Before the internet was a huge deal and before YouTube was one of the biggest websites on the internet, the only ways we could see trailers for new films was to go to the cinema and watch them before the film started or if you were lucky, you might catch one during an ad break on television, because of this trailers had to do their best to convince you to see the film in cinemas. It was basically the idea that when you went to the cinema, the trailers would give you the opportunity to plan what you were going to see the next time you went to the cinema. This meant a lot of work went into trailers. They were the primary advertisements for films.
Alas, this is a world we no longer live in. Trailers are still shown in cinemas before the start of a film but with many websites set up to show you the newest trailers as soon as they’re released and multiple versions of that very same trailer being uploaded onto YouTube by various users means that what used to only be seen by cinema goers can now be seen by everyone. Ever.

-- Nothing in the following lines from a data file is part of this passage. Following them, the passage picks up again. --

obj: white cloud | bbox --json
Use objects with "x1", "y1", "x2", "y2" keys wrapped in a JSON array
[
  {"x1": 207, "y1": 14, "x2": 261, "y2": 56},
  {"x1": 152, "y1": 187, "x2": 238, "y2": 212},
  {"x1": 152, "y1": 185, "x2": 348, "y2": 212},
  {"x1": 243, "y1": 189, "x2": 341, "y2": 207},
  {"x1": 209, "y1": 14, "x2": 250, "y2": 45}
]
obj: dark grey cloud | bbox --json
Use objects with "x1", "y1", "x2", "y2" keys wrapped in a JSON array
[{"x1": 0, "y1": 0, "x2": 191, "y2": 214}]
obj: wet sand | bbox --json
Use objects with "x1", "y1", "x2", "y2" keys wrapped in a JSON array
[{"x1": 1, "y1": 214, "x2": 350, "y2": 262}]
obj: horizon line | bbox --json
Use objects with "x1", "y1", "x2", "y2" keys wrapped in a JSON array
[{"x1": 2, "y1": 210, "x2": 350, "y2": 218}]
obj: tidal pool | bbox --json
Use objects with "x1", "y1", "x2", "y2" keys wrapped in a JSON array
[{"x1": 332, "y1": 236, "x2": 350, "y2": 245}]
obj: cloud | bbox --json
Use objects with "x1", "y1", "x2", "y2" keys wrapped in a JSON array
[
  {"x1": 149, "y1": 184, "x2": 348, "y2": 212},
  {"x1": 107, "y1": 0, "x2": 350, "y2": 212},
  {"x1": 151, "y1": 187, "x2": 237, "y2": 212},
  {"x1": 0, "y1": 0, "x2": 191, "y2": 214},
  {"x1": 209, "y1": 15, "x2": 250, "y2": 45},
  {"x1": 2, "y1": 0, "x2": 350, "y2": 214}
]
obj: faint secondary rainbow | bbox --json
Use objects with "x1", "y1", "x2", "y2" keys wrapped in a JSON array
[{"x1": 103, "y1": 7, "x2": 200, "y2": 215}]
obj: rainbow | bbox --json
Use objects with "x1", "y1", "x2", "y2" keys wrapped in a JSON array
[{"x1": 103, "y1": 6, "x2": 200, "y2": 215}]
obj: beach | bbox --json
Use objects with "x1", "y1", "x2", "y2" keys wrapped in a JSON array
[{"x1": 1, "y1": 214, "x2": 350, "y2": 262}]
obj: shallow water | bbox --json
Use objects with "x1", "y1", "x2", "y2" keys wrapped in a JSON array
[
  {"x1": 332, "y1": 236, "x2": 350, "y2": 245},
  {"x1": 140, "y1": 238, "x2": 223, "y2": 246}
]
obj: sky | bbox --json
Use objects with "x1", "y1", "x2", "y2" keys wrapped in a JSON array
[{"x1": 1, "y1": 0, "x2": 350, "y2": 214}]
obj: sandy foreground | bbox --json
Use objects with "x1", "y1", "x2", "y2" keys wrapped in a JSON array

You would think that would make film companies try harder with the release of trailers as they will be viewed by a larger amount of people. Sadly, this isn’t entirely the case. As it is easier for a film trailer to be seen it is also easier for a film company to release more and more trailers for the same film, so if the first trailer for a film didn’t take your fancy, don’t worry as there will be at least 3 more trailers to be released up until the release of the film so by the time it comes out you can feel like you’ve already seen it (or at least all of the bits worth watching).
I have personally experienced what I would consider a bad trailer. I went to the cinema to watch Edgar Wright’s third instalment of The Blood and Ice cream trilogy; The World’s End (You should see The World’s End).
During the previews, I saw the trailer for this summer’s new comedy; “We’re the Millers” starring Jennifer Aniston and Jason Sudekis. For the first half of the trailer, it did its job well. Half way through I thought to myself “Seems like a good film, will probably go see it”. Sadly the trailer didn’t stop when I thought that, despite the fact it convinced me by showing a fair few jokes and gags from the film it continued to show even more jokes, gags, plot points and even went as far to reveal a joke that I would imagine being a vital part to the end of the film.
When the trailer finally ended, my thought process had changed from the positive impression I felt before to “Well, I don’t really need to see this film anymore as I feel like I have already seen it”.
Ok, it might be a slight over exaggeration, but after seeing that trailer I didn’t think I needed to see any more of the film.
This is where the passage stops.